After my top 5 surpassed these Golden-Age gods of the mic, every Hip-Hop head, including myself, legitimately thought this rap shit was over; there was no surpassing this! We were going to die like Rock did! We were wrong. The 2000’s looked bleak for Hip-Hop. Even though Kanye West was changing the game with classic albums, Slum Village was making noise and Jay-Z and Nas were still delivering, the rest of Hip-Hop, for the most part, was garbage! Doomsday was approaching quickly. I lost all hope when kids younger than me would tell me the greatest rappers alive were 50 Cent and Lil’ Wayne. They were alright at best. I’ll give Wayne a bit more credit, though. At least he could spit! It wasn’t until I started hearing mix-tapes from A.S.A.P. Rocky, The Black Hippy Crew, J.Cole and Drake when I started changing my mind. Not only did I change my mind, I fell in love with the music again. I was always in love with the culture, that’s what the old school is for, but the music from the 2000’s was killing my vibe. Thank God these dudes, who are mostly my age, came out and did their thing independently because the mainstream clearly wasn’t listening. Although it’s too early to list you my Top 5, I will tell you these emcees, in no particular order, have definitely surpassed the greats I once deemed unbeatable: Joey Bada$$, Earl Sweatshirt, Ab-Soul, Big K.R.I.T., J.Cole, Kendrick Lamar, and the Toronto-bred Drizzy Drake. If you would’ve told me a decade ago one of the top-tier Emcees of the New Golden-Age of Hip-Hop would be Canadian, I would’ve politely told you to suck my dick. That’s right. I said it: We are living in the New Golden-Age of Hip-Hop and a Canadian is a heavy contender in it. No one can ever take Hip-Hop away from Canada again and it’s all thanks to Drake.

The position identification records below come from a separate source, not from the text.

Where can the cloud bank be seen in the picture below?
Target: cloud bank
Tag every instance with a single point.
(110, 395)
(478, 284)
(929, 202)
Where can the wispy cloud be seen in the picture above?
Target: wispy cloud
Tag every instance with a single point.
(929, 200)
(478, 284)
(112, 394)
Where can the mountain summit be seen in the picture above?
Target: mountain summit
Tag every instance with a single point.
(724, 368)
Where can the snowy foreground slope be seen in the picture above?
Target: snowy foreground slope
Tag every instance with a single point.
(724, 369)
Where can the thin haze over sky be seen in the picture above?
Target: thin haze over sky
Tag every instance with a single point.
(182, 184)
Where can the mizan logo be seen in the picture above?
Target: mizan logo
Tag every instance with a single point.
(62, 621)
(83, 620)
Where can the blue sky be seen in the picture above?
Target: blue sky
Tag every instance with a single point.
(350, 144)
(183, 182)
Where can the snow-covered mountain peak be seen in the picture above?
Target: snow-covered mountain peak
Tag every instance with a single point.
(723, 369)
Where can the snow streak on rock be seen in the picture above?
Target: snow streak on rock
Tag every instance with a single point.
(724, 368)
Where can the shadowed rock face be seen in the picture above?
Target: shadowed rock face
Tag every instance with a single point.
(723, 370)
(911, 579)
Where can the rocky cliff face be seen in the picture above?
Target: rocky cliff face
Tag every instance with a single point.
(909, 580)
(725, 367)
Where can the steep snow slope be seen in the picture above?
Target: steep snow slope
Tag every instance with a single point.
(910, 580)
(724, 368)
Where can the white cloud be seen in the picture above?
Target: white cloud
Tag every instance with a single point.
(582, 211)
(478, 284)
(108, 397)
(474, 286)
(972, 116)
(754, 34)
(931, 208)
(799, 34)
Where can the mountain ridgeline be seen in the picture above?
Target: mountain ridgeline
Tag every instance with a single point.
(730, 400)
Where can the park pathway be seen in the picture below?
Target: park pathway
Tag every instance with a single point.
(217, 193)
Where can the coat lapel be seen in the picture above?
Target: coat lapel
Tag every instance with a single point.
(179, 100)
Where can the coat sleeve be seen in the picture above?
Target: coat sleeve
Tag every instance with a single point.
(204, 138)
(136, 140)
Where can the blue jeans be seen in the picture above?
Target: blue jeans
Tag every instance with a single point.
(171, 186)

Even more so than Hip-Hop, Toronto is the metropolis where the art of stand-up comedy roars. I remember picking up a mic in Calgary, Alberta and not knowing a thing about the game. All I knew: I was going to be the greatest and I was sure my shitty Michael Jackson joke would take me to the top. But I had no idea Canada was a land filled with monstrous, talented as fuck comics. The only greats I knew were the Americans I grew up watching: Chris Rock, Dave Chappelle, Martin Lawrence, and Eddie Murphy. And then I became obsessed with the guys who made my favorite guys love to do it: Richard Pryor, Freddie Prinze, George Carlin, Bill Cosby, Woody Allen, Robin Williams, the list goes on. I was like: “I’m gonna become the Latino/Canadian of all these dudes! Essentially, I was finna’ become the Drake of comedy! Obviously, that shit never happened. There’s too many Drakes in this game, and compared to them, I’m more like Soulja Boy. When I first got in the game, I was schooled by Alberta’s road comics and the lessons were dope but I still thought I was Drake. Even though I was thankful to these veterans, I legitimately thought I was better than them no matter how much more experience they had than me. I felt things were owed to me because I thought I was funny. If Yuk Yuks or Comedy Monday Night (Canada’s best open mic) didn’t give me any stage time, I created my own shows and productions. They were fucking horrible. My ambition was there but there was no quality to back it. Me and my boys even created our own movement known as Friends and Gangsters (F.A.G.) But we were mostly known as The Puppy Bowl Crew. We were wreckless comedians who drank beer out of bowls, pissed off waitresses and took our shirts off for the fuck it. I do not regret any of this; although, I do wish I had done it all sober. I met some of my best friends during this period of my life and that will never change. One day, there will be a Puppy Bowl Crew movie. I assure you.

Puppy Bowl Crew

Despite the the fun I was having, I needed my ego to be crushed and left for dead. If I would’ve made the move to Toronto with the attitude I had in Alberta, I would’ve been demolished by the city’s elite. Worse than my arrogance, my alcoholism was off the charts. I didn’t realize how deep in the bottle I was because I was in denial. I was burning bridges left and right and making an embarrassment of myself. There was a point I almost quit because I was fed up with everybody not getting me. Even The Puppy Bowl Crew thought I was going crazy. I didn’t want to be a fucking, Latino comedian from Canada anymore. I didn’t want to talk about Tim Horton’s or any of that shit. It wasn’t me. Since the day I heard my sister playing Dr. Dre’s The Chronic in the basement when my parent’s weren’t home, I knew my culture was Hip-Hop. I wanted to be Canada’s Hip-Hop representative. I was angry because Canada, especially in comedy, especially in Calgary, was lacking in all things Hip-Hop. I said, “fuck jokes and all that punchline shit!” I just wanted to go up there and be Hip-Hop. I tried so hard doing that shit on stage but it wasn’t working. And being the unmanageable, alcoholic that I am, my only answer was to quit. It wasn’t until I met Toronto comedian Dave Merheje when it all changed. This guy, who was touring across Canada for the first time, would just go up there and expose his life and anxieties, but with a Hip-Hop twist that was so beautiful. It was like watching Richard Pryor if he had grown up listening to N.W.A. and Run D.M.C. I was jealous. This mutha fucka was mastering what I wanted to do this entire time! Despite my jealousy, he also excited my love for comedy again: I made it my goal to be Hip-Hop; I made it my goal to be Dave. The only thing holding me back was my ego and my irresponsible habit with drinking.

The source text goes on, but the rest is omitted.